Welcome
Welcome to use this package, you can download the code from Github. If you have any question, please send E-mail to
Before calculating spectral similarity, it’s highly recommended to remove spectral noise. For example, peaks have intensity less than 1% maximum intensity can be removed to improve identificaiton performance.
Usage
- spectral_similarity.all_distance(spectrum_query: Union[list, ndarray], spectrum_library: Union[list, ndarray], ms2_ppm: Optional[float] = None, ms2_da: Optional[float] = None, need_clean_spectra: bool = True, need_normalize_result: bool = True) dict[source]
-
Calculate the distance between two spectra, find common peaks.
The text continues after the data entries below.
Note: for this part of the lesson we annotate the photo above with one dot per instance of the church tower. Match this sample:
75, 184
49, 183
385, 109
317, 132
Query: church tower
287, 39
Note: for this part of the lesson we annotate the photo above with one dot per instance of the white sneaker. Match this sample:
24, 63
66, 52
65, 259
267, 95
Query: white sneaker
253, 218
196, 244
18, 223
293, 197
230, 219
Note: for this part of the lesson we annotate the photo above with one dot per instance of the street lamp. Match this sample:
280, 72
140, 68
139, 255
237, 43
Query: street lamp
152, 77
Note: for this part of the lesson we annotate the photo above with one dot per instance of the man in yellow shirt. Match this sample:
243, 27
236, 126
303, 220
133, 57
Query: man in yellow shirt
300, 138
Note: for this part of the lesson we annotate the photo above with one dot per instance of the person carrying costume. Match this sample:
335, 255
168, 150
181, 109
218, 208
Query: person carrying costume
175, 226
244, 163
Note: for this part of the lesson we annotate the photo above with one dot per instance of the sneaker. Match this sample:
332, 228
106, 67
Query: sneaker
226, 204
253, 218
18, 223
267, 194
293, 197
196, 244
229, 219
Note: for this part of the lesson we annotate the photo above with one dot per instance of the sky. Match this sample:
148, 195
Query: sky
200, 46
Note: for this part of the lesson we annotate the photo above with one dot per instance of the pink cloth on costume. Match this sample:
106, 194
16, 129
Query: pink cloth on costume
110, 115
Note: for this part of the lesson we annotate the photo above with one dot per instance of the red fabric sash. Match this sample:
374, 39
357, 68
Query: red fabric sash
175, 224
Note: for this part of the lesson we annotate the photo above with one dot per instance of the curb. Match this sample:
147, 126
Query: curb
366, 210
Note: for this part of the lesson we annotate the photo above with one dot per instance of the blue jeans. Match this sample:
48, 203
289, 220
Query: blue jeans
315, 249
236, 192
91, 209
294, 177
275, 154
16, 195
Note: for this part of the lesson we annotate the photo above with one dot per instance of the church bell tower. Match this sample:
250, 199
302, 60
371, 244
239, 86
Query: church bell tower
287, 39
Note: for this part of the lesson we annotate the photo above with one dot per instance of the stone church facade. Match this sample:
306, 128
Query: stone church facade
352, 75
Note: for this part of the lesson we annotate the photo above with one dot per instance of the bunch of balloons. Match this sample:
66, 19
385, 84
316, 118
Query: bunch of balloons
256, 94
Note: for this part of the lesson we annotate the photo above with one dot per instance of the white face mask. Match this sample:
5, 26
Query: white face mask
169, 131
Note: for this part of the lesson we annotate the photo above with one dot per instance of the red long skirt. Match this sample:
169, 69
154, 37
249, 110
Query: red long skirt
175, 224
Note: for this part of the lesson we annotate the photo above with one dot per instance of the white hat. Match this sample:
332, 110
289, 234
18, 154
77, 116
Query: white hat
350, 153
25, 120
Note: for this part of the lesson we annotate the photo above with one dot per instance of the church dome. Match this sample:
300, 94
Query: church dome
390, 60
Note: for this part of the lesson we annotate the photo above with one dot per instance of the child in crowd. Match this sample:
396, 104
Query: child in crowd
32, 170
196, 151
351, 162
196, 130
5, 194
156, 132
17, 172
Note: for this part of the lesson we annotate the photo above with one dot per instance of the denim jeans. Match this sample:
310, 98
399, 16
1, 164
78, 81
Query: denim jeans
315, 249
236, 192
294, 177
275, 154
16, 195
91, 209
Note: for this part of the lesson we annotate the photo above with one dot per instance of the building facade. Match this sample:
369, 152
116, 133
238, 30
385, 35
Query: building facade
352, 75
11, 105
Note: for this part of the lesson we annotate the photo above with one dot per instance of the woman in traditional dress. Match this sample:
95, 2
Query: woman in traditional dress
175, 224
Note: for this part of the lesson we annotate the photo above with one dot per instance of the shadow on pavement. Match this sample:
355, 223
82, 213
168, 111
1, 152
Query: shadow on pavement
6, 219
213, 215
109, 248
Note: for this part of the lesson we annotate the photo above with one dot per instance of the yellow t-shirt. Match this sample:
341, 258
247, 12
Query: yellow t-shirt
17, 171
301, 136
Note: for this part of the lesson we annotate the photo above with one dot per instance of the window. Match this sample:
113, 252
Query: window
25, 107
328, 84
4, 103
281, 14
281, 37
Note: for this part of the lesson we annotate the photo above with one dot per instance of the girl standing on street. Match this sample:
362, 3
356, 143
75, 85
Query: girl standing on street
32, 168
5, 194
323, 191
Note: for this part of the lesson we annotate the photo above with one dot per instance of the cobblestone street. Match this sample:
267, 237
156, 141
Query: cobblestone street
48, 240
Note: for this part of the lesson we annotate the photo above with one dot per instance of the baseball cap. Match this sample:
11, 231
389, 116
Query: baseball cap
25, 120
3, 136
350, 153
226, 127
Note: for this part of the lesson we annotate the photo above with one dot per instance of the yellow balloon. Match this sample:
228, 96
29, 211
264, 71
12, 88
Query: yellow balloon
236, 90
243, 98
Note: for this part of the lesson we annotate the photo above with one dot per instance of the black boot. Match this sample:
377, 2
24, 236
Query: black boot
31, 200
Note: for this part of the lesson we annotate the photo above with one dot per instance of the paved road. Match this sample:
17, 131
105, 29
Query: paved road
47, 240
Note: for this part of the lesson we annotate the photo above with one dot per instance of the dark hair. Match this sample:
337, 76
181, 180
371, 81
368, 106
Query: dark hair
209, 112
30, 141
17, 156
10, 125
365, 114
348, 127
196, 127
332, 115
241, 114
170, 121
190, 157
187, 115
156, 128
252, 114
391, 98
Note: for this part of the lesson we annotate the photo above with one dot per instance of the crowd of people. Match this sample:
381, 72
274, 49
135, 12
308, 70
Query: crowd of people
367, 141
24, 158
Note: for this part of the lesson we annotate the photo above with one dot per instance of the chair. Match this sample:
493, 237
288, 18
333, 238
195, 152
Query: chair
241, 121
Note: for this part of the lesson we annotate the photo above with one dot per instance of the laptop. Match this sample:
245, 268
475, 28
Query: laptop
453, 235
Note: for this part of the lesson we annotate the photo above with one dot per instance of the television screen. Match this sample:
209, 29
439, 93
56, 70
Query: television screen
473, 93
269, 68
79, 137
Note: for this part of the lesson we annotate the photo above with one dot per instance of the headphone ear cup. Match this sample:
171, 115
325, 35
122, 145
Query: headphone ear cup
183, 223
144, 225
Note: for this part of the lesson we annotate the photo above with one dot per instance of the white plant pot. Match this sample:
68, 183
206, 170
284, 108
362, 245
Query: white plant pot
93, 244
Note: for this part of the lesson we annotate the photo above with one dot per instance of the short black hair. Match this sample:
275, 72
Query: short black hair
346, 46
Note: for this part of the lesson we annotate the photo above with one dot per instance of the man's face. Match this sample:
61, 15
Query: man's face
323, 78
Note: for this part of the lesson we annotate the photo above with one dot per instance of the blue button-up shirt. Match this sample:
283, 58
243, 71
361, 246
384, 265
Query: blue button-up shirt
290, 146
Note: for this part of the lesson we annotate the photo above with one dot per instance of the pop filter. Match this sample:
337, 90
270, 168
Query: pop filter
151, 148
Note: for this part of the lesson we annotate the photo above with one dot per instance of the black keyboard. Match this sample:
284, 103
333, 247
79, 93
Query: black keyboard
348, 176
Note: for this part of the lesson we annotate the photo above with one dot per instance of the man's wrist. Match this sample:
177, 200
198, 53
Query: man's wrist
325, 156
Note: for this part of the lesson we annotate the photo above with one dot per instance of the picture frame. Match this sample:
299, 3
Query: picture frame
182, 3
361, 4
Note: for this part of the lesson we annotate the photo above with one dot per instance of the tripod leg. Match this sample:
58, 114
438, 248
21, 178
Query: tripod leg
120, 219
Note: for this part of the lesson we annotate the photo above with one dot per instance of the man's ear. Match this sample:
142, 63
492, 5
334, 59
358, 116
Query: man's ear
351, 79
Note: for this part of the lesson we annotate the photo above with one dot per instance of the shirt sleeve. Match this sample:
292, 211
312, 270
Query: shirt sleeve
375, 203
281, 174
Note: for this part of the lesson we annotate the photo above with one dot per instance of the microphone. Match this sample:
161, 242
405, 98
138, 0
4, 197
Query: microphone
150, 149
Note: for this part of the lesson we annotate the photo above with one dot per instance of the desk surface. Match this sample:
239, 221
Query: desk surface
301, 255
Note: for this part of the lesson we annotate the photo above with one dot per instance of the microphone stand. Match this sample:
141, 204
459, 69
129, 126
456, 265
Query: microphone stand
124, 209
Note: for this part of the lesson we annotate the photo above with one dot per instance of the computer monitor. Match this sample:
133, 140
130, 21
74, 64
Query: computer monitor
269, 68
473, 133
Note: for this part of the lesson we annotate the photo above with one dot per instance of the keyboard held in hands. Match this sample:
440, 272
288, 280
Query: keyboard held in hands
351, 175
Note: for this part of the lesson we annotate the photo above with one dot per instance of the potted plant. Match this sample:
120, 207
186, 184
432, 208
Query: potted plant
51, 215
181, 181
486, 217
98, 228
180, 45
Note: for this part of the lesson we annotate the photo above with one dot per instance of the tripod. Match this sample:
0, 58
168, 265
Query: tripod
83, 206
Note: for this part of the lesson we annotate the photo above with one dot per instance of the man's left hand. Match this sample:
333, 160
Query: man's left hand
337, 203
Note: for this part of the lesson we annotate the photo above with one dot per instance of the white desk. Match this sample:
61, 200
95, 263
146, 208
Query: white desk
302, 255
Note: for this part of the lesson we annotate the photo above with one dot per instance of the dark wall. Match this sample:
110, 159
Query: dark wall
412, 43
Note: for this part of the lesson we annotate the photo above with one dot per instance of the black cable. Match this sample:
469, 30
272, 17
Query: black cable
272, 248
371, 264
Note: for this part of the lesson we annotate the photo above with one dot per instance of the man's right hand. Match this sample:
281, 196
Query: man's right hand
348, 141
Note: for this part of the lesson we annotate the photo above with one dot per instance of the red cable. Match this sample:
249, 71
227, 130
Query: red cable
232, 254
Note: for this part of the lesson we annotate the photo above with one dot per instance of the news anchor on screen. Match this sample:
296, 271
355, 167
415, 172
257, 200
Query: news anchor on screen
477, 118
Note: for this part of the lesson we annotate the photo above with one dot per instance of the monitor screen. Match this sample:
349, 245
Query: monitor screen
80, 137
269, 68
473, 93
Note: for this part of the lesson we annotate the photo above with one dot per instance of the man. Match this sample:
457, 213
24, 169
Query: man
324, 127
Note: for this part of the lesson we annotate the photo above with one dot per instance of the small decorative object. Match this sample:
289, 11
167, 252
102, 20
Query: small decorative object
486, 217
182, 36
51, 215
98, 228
If both ms2_ppm and ms2_da is defined, ms2_da will be used.
- Parameters:
-
spectrum_query – The query spectrum, need to be in numpy array format.
spectrum_library – The library spectrum, need to be in numpy array format.
ms2_ppm – The MS/MS tolerance in ppm.
ms2_da – The MS/MS tolerance in Da.
need_clean_spectra – Normalize spectra before comparing, required for not normalized spectrum.
need_normalize_result – Normalize the result into [0,1].
- Returns:
-
Distance between two spectra
- spectral_similarity.all_similarity(spectrum_query: Union[list, ndarray], spectrum_library: Union[list, ndarray], ms2_ppm: Optional[float] = None, ms2_da: Optional[float] = None, need_clean_spectra: bool = True, need_normalize_result: bool = True) dict[source]
-
Calculate all the similarity between two spectra, find common peaks. If both ms2_ppm and ms2_da is defined, ms2_da will be used.
- Parameters:
-
spectrum_query – The query spectrum, need to be in numpy array format.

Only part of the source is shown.